• Sigma Notation and Properties of sum.
• Limits of sum, and definition of definite integral.

A study of the accumulation function.

• The accumulation function A(x) gives the accumulation of area between the horizontal axis and the graph f(x) between 0 to x.

             $A\left(x\right)={\int }_0^x f\left(x\right)dx$

• Sigma Notation and Properties of sum.

$$\begin{gathered} \sum _{k=\text{ starting\_value }}^{\text{ending\_value }} \left(\text{ function \_ of \_}k\right) \\ \text{ 1. }\sum _{k=1}^n \left(a_k+b_k\right)=\sum _{k=1}^n a_k+\sum _{k=1}^n b_k \\ \text{ 2. }\sum _{k=1}^n a_k=\sum _{k=1}^{p-1} a_k+\sum _{k=p}^n a_k \end{gathered}$$

• Calculating sums of areas of small rectangles using definite integral.

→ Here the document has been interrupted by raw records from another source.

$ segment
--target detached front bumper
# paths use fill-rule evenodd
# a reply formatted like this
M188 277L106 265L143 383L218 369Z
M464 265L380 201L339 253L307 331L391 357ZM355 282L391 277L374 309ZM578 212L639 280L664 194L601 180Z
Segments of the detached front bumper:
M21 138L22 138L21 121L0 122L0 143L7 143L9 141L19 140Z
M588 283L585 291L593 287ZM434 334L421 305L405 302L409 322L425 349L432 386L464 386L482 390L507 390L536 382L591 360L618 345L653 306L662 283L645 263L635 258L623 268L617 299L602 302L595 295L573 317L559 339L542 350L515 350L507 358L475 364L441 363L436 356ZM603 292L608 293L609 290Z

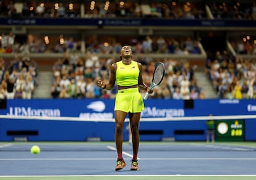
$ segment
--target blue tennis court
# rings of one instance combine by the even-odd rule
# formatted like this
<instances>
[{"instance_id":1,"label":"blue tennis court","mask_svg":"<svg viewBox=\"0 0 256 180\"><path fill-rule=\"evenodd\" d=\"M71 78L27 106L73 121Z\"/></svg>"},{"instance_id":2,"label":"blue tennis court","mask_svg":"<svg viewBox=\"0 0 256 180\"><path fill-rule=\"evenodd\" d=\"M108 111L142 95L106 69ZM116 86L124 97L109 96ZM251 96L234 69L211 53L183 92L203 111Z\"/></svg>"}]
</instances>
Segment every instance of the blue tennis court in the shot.
<instances>
[{"instance_id":1,"label":"blue tennis court","mask_svg":"<svg viewBox=\"0 0 256 180\"><path fill-rule=\"evenodd\" d=\"M30 153L33 145L40 147L40 154ZM127 165L116 172L114 142L1 142L0 179L57 178L59 176L70 178L109 176L256 178L256 144L254 142L142 142L137 171L130 171L131 145L124 142L123 151Z\"/></svg>"}]
</instances>

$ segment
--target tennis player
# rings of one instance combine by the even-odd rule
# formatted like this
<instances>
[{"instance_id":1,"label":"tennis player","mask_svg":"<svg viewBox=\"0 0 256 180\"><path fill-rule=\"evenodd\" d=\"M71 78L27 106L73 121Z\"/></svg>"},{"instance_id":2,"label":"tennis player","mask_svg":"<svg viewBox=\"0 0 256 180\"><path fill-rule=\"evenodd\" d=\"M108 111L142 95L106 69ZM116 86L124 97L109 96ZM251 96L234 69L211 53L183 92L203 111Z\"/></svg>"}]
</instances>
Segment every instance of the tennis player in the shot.
<instances>
[{"instance_id":1,"label":"tennis player","mask_svg":"<svg viewBox=\"0 0 256 180\"><path fill-rule=\"evenodd\" d=\"M138 170L137 153L140 137L139 124L140 113L144 110L144 104L139 88L145 90L149 94L152 89L143 81L142 75L142 65L132 60L132 52L130 46L124 46L120 52L121 60L111 65L109 82L104 83L102 80L97 81L97 85L103 89L112 89L116 81L118 92L116 97L114 115L116 121L115 141L117 153L117 161L116 171L122 170L126 163L122 157L122 130L127 114L130 120L130 129L132 134L133 158L130 170Z\"/></svg>"}]
</instances>

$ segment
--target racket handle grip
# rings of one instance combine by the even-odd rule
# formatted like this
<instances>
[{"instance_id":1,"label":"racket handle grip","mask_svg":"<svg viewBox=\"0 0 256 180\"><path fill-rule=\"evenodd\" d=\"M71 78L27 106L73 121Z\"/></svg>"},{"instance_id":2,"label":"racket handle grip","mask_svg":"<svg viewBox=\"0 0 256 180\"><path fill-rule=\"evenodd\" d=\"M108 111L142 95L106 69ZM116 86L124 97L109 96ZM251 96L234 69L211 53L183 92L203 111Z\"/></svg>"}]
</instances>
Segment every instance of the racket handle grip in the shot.
<instances>
[{"instance_id":1,"label":"racket handle grip","mask_svg":"<svg viewBox=\"0 0 256 180\"><path fill-rule=\"evenodd\" d=\"M149 95L148 93L147 92L146 95L145 95L145 96L144 96L144 99L145 100L148 99L148 95Z\"/></svg>"}]
</instances>

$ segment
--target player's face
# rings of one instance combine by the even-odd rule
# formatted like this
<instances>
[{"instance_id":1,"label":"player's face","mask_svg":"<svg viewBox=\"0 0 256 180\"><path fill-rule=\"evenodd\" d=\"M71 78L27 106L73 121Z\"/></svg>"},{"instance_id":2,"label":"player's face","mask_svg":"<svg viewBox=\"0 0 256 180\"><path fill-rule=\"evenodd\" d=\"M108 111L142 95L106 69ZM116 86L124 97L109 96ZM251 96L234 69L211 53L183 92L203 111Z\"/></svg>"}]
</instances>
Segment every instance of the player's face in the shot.
<instances>
[{"instance_id":1,"label":"player's face","mask_svg":"<svg viewBox=\"0 0 256 180\"><path fill-rule=\"evenodd\" d=\"M121 55L122 57L129 58L132 55L132 51L129 46L124 46L122 47Z\"/></svg>"}]
</instances>

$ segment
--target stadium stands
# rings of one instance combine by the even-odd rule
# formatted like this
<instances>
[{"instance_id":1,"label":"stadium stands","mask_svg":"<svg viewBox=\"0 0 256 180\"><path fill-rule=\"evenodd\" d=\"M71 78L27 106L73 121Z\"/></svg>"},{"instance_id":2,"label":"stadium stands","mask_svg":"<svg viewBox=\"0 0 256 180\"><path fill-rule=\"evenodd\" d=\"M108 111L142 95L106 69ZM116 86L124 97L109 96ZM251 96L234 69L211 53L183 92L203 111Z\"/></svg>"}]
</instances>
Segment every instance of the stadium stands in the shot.
<instances>
[{"instance_id":1,"label":"stadium stands","mask_svg":"<svg viewBox=\"0 0 256 180\"><path fill-rule=\"evenodd\" d=\"M134 3L133 1L129 2L95 1L87 3L73 1L73 3L65 1L59 3L50 1L1 1L0 18L3 20L7 18L7 24L0 25L2 28L0 31L0 53L2 55L0 60L0 97L6 97L7 92L12 91L11 87L14 86L15 91L12 92L17 94L14 98L32 98L33 89L38 86L36 63L43 59L45 62L50 62L53 70L53 98L114 98L115 89L100 92L93 82L100 77L107 81L109 64L118 60L121 47L128 44L133 49L134 59L143 64L148 83L150 80L150 67L159 60L166 65L166 78L156 88L151 98L174 98L176 91L182 93L184 89L187 96L182 96L183 99L207 98L203 88L198 86L200 82L194 77L195 64L200 69L203 59L207 59L206 75L219 98L255 97L254 59L239 55L256 54L256 35L255 31L250 30L250 25L247 30L249 36L245 31L244 35L240 32L239 36L236 36L236 31L226 31L224 34L226 35L215 38L219 31L209 31L214 27L207 29L202 25L198 29L192 25L180 27L179 30L176 30L174 26L170 30L165 30L166 27L160 28L156 24L145 28L140 27L132 28L127 24L124 25L124 29L119 26L111 33L111 30L104 30L103 25L106 22L101 24L100 21L96 29L90 29L88 27L80 30L81 26L77 25L73 30L66 26L65 30L59 26L54 29L51 22L44 20L73 19L77 23L79 19L121 18L124 20L131 19L129 23L134 23L138 19L156 18L174 20L173 22L182 25L184 20L188 23L202 20L201 23L208 25L211 22L203 20L211 19L211 17L216 20L255 20L256 8L253 1L235 4L233 1L166 2L152 0L141 1L140 3ZM207 7L210 10L207 10ZM20 18L26 17L28 18L28 21L20 21ZM33 25L41 23L40 21L45 23L43 26ZM124 22L121 24L122 23ZM12 25L11 28L8 23ZM48 26L53 28L48 30ZM221 28L225 31L225 25ZM116 35L117 31L120 34ZM201 36L205 37L205 34L207 38L202 39ZM218 41L220 37L227 38L231 47L224 45L226 42L222 40L220 42L221 46L213 44L209 48L209 44L214 42L212 39ZM211 43L209 43L208 40ZM204 55L205 50L207 57ZM200 64L197 64L197 60L191 60L195 59L200 59ZM27 97L21 96L22 89L17 85L19 75L14 76L14 72L25 75L23 81L26 81L26 79L30 81L31 96ZM182 88L184 86L182 85L184 80L189 81L186 83L185 89ZM13 80L14 85L10 85L14 83ZM74 92L74 89L77 90ZM191 96L189 94L191 93Z\"/></svg>"}]
</instances>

$\begin{array}{l}{\int }_0^x f\left(x\right)dx=\underset{n\to \mathrm{\infty }}{lim} \sum _{k=1}^n f\left(c_k\right)\mathrm{\Delta }x\\ \mathrm{\Delta }x=\frac{b-a}{n}\\ c_k=a+k\mathrm{\Delta }x\end{array}$

Thus, the area under a curve, sigma notation and limits of sums can be reviewed.